NAMIK TAN: ‘TÜRKİYE’NİN BATI AİDİYETİ TEYİT EDİLDİ’
Eski İsrail ve ABD Büyükelçisi Namık Tan, 30 Haziran tarihinde “Yetkinreport” isimli haber analiz sitesi için kaleme aldığı yazısında, “Tarihi zirveyi başarısızlıktan kurtaran böyle bir belgenin ortaya çıkması önemlidir” diyerek şu tespitleri yaptı:
“- Üç tarafın muhtıra hükümlerini uygulamak konusunda etkin işbirliği yapılmasına dair taahhütlerine ne ölçüde sadık kalabileceklerini şimdiden kestirmek hayli güç görünüyor.

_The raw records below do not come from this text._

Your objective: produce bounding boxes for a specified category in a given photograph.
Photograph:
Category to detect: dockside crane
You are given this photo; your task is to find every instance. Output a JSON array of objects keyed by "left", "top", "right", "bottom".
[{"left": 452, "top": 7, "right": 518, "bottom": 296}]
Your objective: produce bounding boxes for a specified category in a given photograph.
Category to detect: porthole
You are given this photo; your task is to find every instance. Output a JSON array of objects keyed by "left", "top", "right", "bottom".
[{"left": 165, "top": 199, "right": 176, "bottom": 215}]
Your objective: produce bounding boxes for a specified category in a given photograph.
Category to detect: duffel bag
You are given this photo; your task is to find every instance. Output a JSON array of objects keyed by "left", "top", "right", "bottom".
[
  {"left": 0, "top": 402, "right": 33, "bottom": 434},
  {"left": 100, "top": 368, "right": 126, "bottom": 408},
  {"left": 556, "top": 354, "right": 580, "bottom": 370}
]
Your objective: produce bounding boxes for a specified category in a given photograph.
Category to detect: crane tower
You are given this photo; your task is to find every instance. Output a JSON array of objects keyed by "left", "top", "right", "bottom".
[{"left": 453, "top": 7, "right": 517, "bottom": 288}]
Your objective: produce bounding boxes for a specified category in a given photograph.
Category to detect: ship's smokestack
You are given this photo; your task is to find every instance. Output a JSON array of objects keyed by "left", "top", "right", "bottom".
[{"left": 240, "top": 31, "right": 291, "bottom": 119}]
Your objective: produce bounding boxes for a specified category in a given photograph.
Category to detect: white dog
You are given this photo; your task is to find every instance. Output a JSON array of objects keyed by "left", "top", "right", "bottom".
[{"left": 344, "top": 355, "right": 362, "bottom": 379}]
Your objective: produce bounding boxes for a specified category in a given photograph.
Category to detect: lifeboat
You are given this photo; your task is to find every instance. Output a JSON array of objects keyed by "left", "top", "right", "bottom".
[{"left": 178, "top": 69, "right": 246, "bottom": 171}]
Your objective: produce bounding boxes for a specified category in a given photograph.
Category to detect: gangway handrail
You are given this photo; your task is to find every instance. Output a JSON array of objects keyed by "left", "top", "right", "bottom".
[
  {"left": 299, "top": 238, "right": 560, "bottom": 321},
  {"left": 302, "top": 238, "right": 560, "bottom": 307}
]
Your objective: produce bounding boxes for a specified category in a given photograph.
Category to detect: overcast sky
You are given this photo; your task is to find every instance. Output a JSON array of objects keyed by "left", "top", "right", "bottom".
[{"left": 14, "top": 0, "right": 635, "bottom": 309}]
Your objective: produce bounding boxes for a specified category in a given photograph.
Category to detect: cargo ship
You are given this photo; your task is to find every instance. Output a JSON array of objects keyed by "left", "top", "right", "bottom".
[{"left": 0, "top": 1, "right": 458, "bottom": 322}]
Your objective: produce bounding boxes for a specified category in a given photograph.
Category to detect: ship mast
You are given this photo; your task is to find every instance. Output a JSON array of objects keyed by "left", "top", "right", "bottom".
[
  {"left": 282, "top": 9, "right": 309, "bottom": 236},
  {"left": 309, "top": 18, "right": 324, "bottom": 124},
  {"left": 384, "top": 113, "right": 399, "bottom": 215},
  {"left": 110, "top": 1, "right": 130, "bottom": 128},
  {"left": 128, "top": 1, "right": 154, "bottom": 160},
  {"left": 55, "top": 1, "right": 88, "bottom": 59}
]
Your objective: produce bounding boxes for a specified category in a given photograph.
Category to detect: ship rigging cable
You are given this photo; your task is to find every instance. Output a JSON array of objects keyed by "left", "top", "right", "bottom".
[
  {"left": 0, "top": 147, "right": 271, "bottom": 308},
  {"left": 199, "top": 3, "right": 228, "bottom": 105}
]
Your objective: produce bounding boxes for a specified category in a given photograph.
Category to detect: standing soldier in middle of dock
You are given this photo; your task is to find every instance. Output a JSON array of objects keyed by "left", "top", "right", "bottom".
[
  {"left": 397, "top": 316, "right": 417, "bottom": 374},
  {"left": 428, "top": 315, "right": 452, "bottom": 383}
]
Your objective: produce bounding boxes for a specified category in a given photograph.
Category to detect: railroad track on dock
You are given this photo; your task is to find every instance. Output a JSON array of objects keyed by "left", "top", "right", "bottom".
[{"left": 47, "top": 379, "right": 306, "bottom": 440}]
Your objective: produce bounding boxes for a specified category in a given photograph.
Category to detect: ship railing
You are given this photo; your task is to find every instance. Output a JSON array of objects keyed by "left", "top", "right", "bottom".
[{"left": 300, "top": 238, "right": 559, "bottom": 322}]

Ancak, belgenin NATO dayanışmasının ve Türkiye’nin Batı aidiyetinin teyidine ve korunmasına olanak veren tarihi niteliğini vurgulamakta yarar görüyorum.
- Kısa vadede mevcut koşullardan beslenen ilişkilerde köklü değişikliğe yol açmasa da, muhtıra, Biden görüşmesinde verilecek fotoğrafla birlikte, hükümetin iç politikada kullanımına elverişli malzeme oluşturacaktır.
- Rusya’nın Ukrayna’ya saldırmasıyla küresel çapta ortaya çıkan olağanüstü şartlar, Avrupa ve ABD’yle hızla bozulan ilişkileri ve ekonomik bakımdan içinde bulunduğu sıkıntılar göz önüne alındığında, Türkiye’nin, İsveç ve Finlandiya’nın NATO üyeliğini uzun süre engelleyebilecek bir etkisi olabileceğini varsaymak yanlış olurdu. Durum böyle olmakla birlikte, Madrid Zirvesi’nin, Türkiye’nin emsalsiz jeostratejik konumunun ülkemize verdiği imkânların bir çırpıda gözden çıkarılamayacağını ortaya koyduğunu söyleyebiliriz.”
ALİ TUYGAN: ‘GELENEKSEL DİPLOMASİYLE DE OLURDU’
Dışişleri Bakanlığı’nın eski müsteşarlarından (2004-2006), emekli Büyükelçi Ali Tuygan da “Ekonomi ve Dış Politika Araştırmalar Merkezi” (EDAM) isimli düşünce kuruluşunun web sitesi için kaleme aldığı zirveyle ilgili geniş tahlilde üçlü mutabakatı da değerlendirirdi.
Büyükelçi Tuygan, analizinde suçluların iadesi konusunun demokratik ülkelerdeki “hukuki komplikasyonları” nedeniyle Finlandiya ve İsveç’in NATO’ya katılımında sıkıntı yaratması ihtimaline dikkat çekti. Tuygan, bu çerçevede İsveç ve Finlandiya’nın Ankara’nın beklentilerini ne ölçüde karşılayacakları ve TBMM’nin onayının NATO açısından yeni bir soruna dönüşüp dönüşmeyeceği sorularının “beklenip izlenmesi” gerektiğini belirtti.
Tuygan, “NATO müttefiklerimiz üçlü muhtıranın imzalanmasından memnuniyet ifade ettiler. Buna karşılık terör konusundaki anlaşılabilir kaygılarımıza rağmen çoğu dişlerini gıcırdatıyor olmalıdır” diye ekledi.
Türkiye’de dış politika meselelerinin hepsinin bugün yüksek maliyete yol açan iç politik boyutlar kazandığını da kaydeden Tuygan, “Türkiye demokratik yolda kalmış olsaydı ve dostu, düşmanıyla güven ilişkileri sürdürmüş olsaydı, aynı sonuç geleneksel diplomasi yöntemiyle hiçbir maliyet olmaksızın da elde edilebilirdi” diye yazdı.
Emekli büyükelçilerin yaptıkları değerlendirmelerin ana vurguları, ortaya koydukları çeşitlilik içinde bu şekilde özetlenebilir.